I've also noticed the reduction on a VIA chipset as well, still using Intel CPUs. I've got an ASUS dual with two XP-1800s. If I get the time and effort I'll see if there is a reduction or not on it too.

Scoofy12
04-01-2002, 09:22 AM
After playing a bit with the linux client (dual p3/800 boxes) with only 1 per box so far, it also appears to me that the DF client makes a LOT of system calls or something like that. Top reports the processor time to be about 80% user and 20% system when running 1 client, and there seems to be more than one user thread because sometimes this 80% is distributed between both processors (and sometimes not. the system usage follows the user usage back and forth between processors). this is compared to almost no system usage by F@H, which is the only other client i've tried. I haven't done any benchmarking or anything. but maybe i should soon.

Brian the Fist
04-01-2002, 11:15 AM
Just for the record, the distributed folding client makes NO system calls (to my knowledge, anyways :p )
As for running it on Dual-CPU machines, we do it all the time, but haven't bothered to check whether we get 200% out of it or less, so Ill take your words for it on that one.

Scoofy12
04-01-2002, 02:54 PM
hrm... yeah it didnt really make sense to me either, for something ported to so many platforms... does anyone know what the "system" cpu usage in top reports? it might be some kind of overhead to maintain the process, maybe it does a lot of cpu jumping. maybe ill fire it up on all the #2 processors in the lab and do some benchmarking :)

rayson_ho
04-02-2002, 12:00 AM
On Linux, we can monitor which system calls DF client calls by "strace", and on Solaris, we can use "truss".
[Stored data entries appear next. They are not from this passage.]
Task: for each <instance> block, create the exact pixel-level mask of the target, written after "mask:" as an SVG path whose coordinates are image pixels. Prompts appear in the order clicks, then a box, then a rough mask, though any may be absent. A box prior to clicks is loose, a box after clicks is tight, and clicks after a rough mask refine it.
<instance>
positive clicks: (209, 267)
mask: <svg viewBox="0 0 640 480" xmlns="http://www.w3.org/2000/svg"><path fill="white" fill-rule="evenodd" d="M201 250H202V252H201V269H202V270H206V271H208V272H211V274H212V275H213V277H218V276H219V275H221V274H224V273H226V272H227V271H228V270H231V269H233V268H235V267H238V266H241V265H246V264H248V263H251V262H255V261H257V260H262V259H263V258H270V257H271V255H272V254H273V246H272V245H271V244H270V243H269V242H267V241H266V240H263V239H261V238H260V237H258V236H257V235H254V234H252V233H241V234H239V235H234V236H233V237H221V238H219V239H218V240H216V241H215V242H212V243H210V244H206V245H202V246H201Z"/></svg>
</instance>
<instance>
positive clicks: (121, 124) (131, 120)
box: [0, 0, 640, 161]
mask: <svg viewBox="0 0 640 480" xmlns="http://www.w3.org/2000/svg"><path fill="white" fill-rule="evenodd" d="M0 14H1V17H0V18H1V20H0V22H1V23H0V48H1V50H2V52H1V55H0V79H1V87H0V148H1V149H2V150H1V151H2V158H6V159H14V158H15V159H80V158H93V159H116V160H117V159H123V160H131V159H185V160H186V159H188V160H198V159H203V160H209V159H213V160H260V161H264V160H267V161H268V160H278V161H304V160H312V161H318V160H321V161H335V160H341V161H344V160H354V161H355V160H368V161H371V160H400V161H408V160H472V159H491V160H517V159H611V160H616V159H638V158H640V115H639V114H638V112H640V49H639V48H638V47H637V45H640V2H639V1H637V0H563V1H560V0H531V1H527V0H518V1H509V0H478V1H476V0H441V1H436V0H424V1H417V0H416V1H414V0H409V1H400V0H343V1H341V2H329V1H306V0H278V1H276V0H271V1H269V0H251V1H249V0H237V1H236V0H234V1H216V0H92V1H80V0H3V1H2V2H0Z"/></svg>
There are many system calls issued by the client, output of strace on my machine:

open("foldtrajlite.lock", O_RDONLY|O_LARGEFILE) = 3
close(3) = 0
open("foldtrajlite.lock", O_RDONLY|O_LARGEFILE) = 3
close(3) = 0

We check the state of the lock file very often -- I believe we have more than 10 sys calls every second!!

Rayson

bwkaz
04-02-2002, 07:46 AM
Do you allocate (malloc()) memory, ever? Do you then free() it?

Those, too, are system calls.

Brian the Fist
04-02-2002, 09:26 AM
If you call those system calls, then yes, of course I malloc and of course we fopen, fclose, etc. I was referring to actual system() calls i.e. see UNIX 'man system' when I said we dont use those

rayson_ho
04-02-2002, 12:00 PM
Can we decrease the frequency of checking the lock file?? This can translate to better throughtput...

Thanks,
Rayson

ulv
04-02-2002, 04:01 PM
Tyan 2466MPX- 2 x XP1800 (1,53 Ghz): 165000 on each,
Abit KG7- Tbird 1,4Ghz: 206000.
Same memory (512Mb- same brand), same videocard, started within 1 minute.

pelligrini
04-02-2002, 07:03 PM
Thanks ulv, I thought I was going to have to build a single AMD XP-1800 to do a little testing on. :rolleyes: :D (Maybe I'll just have to see for myself ;) )

That's about a 25% decrease in production per instance, right along the lines as my Intels. Would you mind doing another test running just one client on the dual?

guru
04-02-2002, 07:39 PM
I've noticed that I get 2x the results on my Dual processor Sun Ultra 60's systems. I'm getting 6x on the E4500 with 6 processors.

I think the limit on the Intel SMP systems is the shared bus and small cache. My Sun systems have anywhere from 2MB cache to 8MB cache per processor.

guru

rayson_ho
04-02-2002, 10:19 PM
The server machines (Sun, IBM, etc) scales better (linear memory bandwidth scaling), and Solaris scales better too.

I remember the Linux kernel has (or used to have) a big lock for the file system code, but I am not 100% sure. And since the DF client checks the lock file so often, running DF on an SMP machine does not scale linearly.

A better way to check if the user wants to stop the client is via signals. This way, we don't need to poll the OS for the lock file status.

Brian, can you compare the difference (between checking and not checking on a uni-CPU machine)??

Thanks,
Rayson

ulv
04-03-2002, 02:22 AM
Pelligrini: Don't have much time today, so a quick one. Killed one client on the Tyan dual- XP1800. Let the KG7- Tbird 1,4 run 10000, the Tyan had completed 9600.........? Don't know why it did less than the Tbird, but it made me reboot, check the bios, everything OK, so I started up again with two clients. Can do some better testing tomorrow.